A phishing criminal acts making use of emotions and uses the so-called scale effect. A similar and automatically-sent message reaches hundreds of recipients. The scammer assumes that at least some of them will be manipulated, for example through haste or lack of concentration.
A cybercriminal may encourage you to click on a link sent to you that redirects to a fake, yet confusingly similar to the original website, e.g. your bank’s website. In fact, this website is made by scammers whose goal is to get your login credentials from you. .
Scammers can use text messages while pretending to be public entities, trying to sort out some formal matters, e.g. related to the settlement of tax liabilities. If you click on the link sent by them and make the transfer, the real addressee will be the cybercriminal.
Phishing can also involve sending a specially crafted attachment which, according to the scammer, is an invoice, whereas, in fact, it is a malware designed to take control of the device.
How to stay alerted?
You must pay attention to the sender’s domain, which may differ in a small detail, for example a typo, such as firstname.lastname@example.org. The red flag is also incorrect grammar, punctuation or the lack of Polish characters, such “ą” or “ż”. Message headers should arouse you suspicion – if they are not addressed to a specific recipient by name, but refer to a “valued associate” or “long-term customer”. This may mean that the sender does not know the recipient, and the message has been mass-generated to multiple recipients. What is also noteworthy are the logos and footers in the message – they may be confusingly similar to the real sender, but differ in details. You must always consider the appropriateness of what you are being compelled to do. Each and every message requires your verification. More and more often they try to impersonate the victim’s friends or family.
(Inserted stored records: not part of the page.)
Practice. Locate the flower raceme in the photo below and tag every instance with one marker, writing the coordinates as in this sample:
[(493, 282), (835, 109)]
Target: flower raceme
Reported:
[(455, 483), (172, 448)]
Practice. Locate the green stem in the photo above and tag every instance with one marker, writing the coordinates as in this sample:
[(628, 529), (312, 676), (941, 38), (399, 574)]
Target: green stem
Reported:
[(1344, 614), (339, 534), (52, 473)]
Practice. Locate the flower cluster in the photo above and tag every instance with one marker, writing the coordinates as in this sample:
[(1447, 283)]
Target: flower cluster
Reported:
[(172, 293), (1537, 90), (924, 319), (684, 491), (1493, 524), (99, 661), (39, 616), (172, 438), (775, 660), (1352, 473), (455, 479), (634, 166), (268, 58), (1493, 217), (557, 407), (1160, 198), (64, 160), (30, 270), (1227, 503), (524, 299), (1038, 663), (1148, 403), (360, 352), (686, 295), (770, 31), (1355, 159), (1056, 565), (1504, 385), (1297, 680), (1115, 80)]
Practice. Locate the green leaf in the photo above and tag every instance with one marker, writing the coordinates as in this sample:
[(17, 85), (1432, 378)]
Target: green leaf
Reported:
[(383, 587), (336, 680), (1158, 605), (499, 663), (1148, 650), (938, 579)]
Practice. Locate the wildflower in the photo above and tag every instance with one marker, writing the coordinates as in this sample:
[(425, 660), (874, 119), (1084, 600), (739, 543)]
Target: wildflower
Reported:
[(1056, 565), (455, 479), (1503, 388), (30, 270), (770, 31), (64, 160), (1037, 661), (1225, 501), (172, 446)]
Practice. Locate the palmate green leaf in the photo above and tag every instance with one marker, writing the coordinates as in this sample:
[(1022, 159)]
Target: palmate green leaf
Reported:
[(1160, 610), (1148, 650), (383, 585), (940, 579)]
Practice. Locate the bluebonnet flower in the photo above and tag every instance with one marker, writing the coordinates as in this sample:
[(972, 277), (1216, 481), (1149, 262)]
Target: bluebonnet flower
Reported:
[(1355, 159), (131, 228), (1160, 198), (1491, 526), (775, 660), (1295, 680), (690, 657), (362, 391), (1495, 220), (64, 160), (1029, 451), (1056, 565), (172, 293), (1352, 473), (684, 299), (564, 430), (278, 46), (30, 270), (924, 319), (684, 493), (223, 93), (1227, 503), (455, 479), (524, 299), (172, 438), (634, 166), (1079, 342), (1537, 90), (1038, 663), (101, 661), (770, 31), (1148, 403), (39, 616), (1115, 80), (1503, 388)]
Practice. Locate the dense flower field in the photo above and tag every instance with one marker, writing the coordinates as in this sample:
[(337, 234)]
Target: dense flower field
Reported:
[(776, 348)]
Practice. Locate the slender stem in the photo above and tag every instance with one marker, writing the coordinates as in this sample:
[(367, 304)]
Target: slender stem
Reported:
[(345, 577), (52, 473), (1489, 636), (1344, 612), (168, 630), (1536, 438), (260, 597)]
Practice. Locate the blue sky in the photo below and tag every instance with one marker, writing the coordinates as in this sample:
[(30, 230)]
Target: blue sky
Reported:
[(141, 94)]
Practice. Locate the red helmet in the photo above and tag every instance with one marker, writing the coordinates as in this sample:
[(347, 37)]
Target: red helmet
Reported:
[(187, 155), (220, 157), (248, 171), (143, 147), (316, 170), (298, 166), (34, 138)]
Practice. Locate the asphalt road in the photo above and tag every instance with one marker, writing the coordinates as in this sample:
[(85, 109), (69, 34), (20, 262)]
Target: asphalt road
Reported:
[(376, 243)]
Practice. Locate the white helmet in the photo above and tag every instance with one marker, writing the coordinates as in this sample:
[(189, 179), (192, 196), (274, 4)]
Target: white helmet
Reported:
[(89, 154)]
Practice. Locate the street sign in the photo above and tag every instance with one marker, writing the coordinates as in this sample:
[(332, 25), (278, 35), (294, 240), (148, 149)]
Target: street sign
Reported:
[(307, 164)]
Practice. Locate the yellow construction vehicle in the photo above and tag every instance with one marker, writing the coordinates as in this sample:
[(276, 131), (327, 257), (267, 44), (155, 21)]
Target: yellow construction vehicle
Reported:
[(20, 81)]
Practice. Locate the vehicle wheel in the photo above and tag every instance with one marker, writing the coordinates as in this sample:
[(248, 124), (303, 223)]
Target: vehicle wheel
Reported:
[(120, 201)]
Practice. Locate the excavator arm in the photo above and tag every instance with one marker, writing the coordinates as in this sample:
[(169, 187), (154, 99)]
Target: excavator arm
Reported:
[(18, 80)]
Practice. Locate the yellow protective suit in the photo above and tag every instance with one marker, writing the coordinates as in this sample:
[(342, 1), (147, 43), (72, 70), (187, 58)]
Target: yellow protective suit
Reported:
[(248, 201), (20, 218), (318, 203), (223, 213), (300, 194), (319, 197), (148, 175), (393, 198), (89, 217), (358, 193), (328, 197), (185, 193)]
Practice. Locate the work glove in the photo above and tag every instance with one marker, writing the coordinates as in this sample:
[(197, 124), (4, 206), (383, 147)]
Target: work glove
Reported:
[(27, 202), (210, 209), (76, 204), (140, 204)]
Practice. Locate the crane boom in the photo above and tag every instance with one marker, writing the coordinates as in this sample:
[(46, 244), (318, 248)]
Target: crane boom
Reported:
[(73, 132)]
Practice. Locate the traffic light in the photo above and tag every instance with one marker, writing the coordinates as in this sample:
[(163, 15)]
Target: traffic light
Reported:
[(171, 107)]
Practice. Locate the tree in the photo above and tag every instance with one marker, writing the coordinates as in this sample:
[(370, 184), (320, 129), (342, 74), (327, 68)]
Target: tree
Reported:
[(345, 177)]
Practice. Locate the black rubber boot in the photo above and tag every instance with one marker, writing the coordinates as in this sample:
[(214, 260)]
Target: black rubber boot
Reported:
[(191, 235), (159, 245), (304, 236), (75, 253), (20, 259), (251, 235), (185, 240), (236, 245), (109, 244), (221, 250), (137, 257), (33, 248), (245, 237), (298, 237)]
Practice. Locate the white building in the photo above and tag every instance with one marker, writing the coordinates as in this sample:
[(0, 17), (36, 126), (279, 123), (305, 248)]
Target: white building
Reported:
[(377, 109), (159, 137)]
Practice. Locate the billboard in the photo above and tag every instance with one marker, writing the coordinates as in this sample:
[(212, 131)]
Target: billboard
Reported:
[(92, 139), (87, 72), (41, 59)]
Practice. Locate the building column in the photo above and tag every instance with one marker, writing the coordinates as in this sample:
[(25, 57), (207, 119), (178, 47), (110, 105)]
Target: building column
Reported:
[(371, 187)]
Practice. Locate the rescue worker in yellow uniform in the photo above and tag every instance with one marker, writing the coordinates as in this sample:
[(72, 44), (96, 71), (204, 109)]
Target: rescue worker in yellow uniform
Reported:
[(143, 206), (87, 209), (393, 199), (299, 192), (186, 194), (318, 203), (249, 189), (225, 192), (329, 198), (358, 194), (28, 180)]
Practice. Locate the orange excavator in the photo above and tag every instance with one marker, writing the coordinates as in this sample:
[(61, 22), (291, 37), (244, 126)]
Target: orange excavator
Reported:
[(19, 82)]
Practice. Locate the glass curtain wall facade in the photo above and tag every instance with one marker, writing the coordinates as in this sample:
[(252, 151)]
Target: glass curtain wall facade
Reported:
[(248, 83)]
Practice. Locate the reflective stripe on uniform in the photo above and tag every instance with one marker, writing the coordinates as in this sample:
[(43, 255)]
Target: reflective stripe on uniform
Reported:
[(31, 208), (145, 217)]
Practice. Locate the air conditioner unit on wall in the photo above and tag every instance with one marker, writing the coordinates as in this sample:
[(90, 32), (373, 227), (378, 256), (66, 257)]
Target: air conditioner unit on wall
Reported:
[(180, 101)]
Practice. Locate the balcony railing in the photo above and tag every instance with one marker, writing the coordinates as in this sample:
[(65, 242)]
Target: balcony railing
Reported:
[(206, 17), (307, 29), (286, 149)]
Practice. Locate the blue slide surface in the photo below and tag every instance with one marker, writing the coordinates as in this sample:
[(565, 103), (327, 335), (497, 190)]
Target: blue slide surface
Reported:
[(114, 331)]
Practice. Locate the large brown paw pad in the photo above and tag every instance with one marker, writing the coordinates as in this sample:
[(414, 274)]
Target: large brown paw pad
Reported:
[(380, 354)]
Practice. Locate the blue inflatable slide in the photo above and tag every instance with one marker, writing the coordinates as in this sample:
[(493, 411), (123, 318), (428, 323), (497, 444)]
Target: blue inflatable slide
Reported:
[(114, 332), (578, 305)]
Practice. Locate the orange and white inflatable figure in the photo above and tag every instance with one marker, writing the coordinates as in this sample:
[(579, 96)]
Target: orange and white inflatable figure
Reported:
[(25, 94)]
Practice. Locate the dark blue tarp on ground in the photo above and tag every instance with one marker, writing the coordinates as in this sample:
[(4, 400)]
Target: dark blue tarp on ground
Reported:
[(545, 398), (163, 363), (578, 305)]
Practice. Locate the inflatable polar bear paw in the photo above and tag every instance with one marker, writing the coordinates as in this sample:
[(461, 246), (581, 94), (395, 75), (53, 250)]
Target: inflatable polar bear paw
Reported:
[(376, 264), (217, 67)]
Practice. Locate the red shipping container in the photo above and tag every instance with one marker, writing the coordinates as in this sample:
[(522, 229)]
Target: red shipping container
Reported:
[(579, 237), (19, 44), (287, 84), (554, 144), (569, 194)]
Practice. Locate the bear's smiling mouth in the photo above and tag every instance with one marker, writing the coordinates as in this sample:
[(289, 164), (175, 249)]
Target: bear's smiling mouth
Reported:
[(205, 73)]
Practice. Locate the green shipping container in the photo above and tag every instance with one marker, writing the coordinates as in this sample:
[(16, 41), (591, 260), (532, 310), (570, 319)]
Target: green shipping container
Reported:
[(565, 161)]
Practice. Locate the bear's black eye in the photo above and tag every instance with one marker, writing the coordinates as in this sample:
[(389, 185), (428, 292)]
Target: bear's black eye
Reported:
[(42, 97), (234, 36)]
You should remember that banks or public institutions never send you emails with a link asking you to log in to the website, or requesting to disclose confidential data (such as PIN, password or card number). Such a message should arouse extraordinary vigilance – then it is worth confirming its authenticity by contacting the sender – through other, official communication channels.
Each and every suspicion of a phishing attack should be reported to your superior, Data Protection Officer and IT security specialist. Our vigilance and quick reaction may thwart the scammers’ plans.